In the MMA marketing game, the list of tactics used to promote a fight card goes something like this:

1. Bring in a recently disgraced legend from your more popular rival promotion to play skeeball/sign autographs.

2. Everything else.

Unfortunately for Bellator, option 1 is no longer on the table, as Wanderlei Silva has been contractually cock-blocked from appearing at their Dave & Busters party this Friday. So with their backs against the wall, Scott Coker’s crack team of ad execs have been forced to reach deep into their idea banks to promote this weekend’s Bellator 131 card. The results have been nothing short of hilarious — like something Jackie Moon would come up with if he was stuck in a creative slump.

Bellator kicked things off in style last night with (what I can only assume was) their first “Taco Tuesday” event, hosted at Dave & Busters and MC’ed by Bellator colorman Jimmy Smith — who I absolutely refuse to talk trash about because he seems awesome. If you hadn’t guessed, “Taco Tuesday” pitted 10 or so diehard MMA fans against one another in a taco-eating competition, with the winner earning a ticket to Bellator 131. And right now, AS WE SPEAK, the promotion is hosting a scavenger hunt across San Diego for, you guessed it, tickets to Bellator 131.

Personally, I think these promotional stunts are brilliant. Whereas Dana White just gives UFC tickets away on Twitter, Bellator really wants to make you earn the right to see Stephan Bonnar fight Tito freakin’ Ortiz in 2014. I mean, how can you *not* appreciate a company that is backed by the multi-billion dollar Viacom, yet resorts the same promotional strategies as a minor league baseball team? It’s like Scott Coker wandered into a Chuck E. Cheese for the first time ever last weekend and got really, really inspired.

And his inspiration is inspiring me, dammit. So if Bellator is looking for some other promotional ideas for Bellator 131 or any future card, really, they can either hire me or observe the following list.

Topple “The Colossus” Night

This would be kind of like of like Pin the Tail on the Donkey, only with James Thompson‘s chin serving as the donkey and a Bellator fan’s fist as the tail. Basically, you’d give a bunch of average Joe’s the opportunity to KO Thompson while blindfolded, and the first 5 to do so would win tickets, a Power Card, jalapeno poppers, etc.

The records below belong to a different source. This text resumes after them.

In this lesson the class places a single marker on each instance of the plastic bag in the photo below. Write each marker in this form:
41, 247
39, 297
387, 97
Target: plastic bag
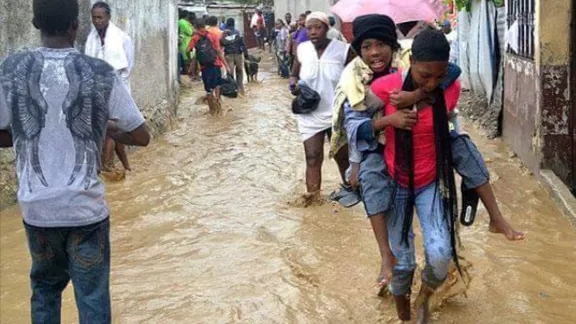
306, 102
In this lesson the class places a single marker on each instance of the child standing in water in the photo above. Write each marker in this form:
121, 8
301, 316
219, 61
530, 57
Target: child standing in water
376, 42
420, 160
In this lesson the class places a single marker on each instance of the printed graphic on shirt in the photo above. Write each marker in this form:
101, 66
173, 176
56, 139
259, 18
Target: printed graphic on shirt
21, 82
85, 109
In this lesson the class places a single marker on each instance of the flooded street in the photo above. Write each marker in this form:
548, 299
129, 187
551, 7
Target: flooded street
203, 231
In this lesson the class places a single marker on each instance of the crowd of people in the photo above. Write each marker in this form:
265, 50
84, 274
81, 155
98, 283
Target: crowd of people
390, 114
390, 119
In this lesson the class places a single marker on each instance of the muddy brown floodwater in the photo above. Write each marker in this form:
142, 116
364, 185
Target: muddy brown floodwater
203, 232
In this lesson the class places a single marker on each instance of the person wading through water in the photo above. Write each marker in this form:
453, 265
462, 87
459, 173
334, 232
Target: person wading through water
356, 107
211, 58
318, 64
57, 103
108, 42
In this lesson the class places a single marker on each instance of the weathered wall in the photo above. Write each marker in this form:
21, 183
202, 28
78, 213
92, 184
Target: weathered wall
481, 40
297, 7
152, 24
537, 107
520, 117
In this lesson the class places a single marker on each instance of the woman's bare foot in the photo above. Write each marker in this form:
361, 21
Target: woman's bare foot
403, 308
386, 269
386, 273
422, 305
502, 227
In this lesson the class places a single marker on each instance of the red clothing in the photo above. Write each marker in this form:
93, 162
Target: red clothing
215, 44
422, 132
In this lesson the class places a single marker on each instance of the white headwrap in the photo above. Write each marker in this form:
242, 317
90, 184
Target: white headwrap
318, 15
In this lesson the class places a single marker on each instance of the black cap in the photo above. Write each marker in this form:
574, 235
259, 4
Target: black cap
375, 26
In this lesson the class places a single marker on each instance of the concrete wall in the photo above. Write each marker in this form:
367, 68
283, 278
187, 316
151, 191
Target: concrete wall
537, 103
152, 24
297, 7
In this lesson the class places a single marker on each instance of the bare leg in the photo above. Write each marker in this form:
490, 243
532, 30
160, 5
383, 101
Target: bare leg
498, 223
403, 307
423, 304
380, 227
122, 156
108, 155
343, 162
193, 69
314, 150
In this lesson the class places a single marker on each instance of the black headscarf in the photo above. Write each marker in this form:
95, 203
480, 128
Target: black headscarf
380, 27
429, 46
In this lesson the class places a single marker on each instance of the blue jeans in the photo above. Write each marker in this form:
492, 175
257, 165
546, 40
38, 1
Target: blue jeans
80, 254
436, 236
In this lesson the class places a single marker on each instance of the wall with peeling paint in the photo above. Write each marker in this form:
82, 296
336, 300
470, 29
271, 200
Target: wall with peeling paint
152, 24
537, 104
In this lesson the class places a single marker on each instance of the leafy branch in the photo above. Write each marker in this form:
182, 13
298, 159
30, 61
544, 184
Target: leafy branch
467, 4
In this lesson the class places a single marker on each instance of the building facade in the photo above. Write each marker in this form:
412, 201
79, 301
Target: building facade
539, 115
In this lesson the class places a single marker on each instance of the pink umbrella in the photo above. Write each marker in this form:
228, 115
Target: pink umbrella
399, 10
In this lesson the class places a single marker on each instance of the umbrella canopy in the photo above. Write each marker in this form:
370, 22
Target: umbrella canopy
399, 10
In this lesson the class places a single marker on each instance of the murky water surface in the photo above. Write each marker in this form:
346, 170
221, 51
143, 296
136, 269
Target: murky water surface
203, 232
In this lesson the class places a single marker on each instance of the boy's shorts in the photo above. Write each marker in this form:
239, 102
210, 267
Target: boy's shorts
376, 186
468, 162
212, 78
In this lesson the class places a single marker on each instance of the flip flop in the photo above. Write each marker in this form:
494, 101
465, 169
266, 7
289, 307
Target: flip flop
346, 196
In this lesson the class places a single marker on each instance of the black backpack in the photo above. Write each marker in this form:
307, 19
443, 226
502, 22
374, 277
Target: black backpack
229, 87
205, 52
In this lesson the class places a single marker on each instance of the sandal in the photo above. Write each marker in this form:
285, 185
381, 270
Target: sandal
346, 196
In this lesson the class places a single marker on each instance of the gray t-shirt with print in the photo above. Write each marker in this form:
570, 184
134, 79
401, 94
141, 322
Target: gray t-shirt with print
56, 103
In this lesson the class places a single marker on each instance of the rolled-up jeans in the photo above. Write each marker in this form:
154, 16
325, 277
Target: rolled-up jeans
436, 237
80, 254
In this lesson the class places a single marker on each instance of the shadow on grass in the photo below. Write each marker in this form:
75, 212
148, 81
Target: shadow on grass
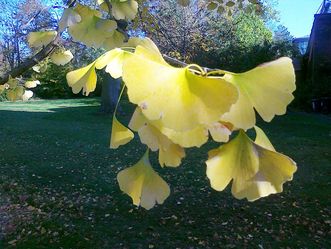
57, 164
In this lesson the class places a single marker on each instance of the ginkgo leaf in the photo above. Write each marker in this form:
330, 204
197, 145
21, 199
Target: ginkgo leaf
42, 38
267, 88
113, 59
120, 135
180, 99
191, 138
27, 95
115, 41
83, 78
143, 184
61, 57
2, 88
92, 30
121, 9
15, 94
256, 171
69, 18
184, 3
262, 139
219, 132
170, 154
12, 82
143, 42
40, 68
31, 83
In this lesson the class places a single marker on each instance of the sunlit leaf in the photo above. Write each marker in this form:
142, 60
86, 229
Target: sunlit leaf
121, 9
256, 171
113, 59
15, 94
42, 38
27, 95
212, 6
184, 3
268, 88
170, 154
180, 99
115, 41
219, 132
31, 83
2, 88
120, 135
143, 184
93, 30
83, 78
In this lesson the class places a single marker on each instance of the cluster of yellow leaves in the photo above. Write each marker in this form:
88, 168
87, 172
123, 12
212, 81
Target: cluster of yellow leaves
178, 108
14, 91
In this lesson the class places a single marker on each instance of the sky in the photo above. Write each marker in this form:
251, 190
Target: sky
298, 15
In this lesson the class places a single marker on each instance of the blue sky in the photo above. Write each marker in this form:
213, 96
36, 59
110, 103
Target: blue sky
298, 15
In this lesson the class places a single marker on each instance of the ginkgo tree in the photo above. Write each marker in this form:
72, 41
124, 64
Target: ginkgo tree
181, 107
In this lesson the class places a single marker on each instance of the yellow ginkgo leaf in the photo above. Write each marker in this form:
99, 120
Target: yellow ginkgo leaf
2, 88
184, 3
83, 78
31, 83
121, 9
115, 41
69, 17
15, 93
61, 57
268, 88
262, 139
42, 38
92, 30
113, 61
256, 171
180, 99
120, 135
27, 95
219, 132
186, 139
170, 154
143, 42
143, 184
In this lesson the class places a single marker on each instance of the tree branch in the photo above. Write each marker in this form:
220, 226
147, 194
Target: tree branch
29, 63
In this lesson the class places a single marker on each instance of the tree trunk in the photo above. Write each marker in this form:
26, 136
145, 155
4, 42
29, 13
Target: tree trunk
109, 95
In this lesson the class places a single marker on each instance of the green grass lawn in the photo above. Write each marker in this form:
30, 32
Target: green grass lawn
58, 187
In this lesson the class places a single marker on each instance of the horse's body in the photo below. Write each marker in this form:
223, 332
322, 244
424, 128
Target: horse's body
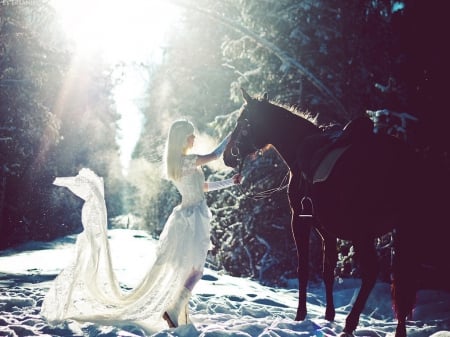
377, 186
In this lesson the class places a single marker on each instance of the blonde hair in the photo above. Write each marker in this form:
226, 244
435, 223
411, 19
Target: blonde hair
179, 131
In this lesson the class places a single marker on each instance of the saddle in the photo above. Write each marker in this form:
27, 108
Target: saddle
319, 153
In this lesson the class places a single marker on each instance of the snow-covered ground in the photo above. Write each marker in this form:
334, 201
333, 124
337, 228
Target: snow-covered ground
221, 305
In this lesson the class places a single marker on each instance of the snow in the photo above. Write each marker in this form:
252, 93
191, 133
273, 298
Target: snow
221, 305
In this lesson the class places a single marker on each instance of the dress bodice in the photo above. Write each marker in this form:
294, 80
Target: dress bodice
190, 185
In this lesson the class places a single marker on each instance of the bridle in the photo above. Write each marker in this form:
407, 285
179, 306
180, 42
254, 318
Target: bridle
244, 130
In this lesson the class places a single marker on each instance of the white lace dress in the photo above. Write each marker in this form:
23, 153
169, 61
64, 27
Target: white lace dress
87, 289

Wac-a-Mole Night With Stephan Bonnar’s Training Partners! 

The criminal mastermind known as Tito Ortiz has placed a mole somewhere inside Bonnar’s camp, and it’s up to you to smoke it out!

Date a Fighter Night

Think The Dating Game. One lucky lady gets to choose 1 out of 3 fighters to go on a date with based on their answers to a series of blindly-asked questions. Those 3 fighters: Dave Rickels, Dakota Cochrane, Tim Sylvia.

Domestic Violence Awareness Night

More often than not, this would follow “Date a Fighter Night.”

Are You Smarter Than a Fifth Grader: Bellator Edition?

Blah blah blah the fifth grader is Tito Ortiz.

So there you go, Bellator. Remember, there’s plenty more where that came from and I work for relatively cheap.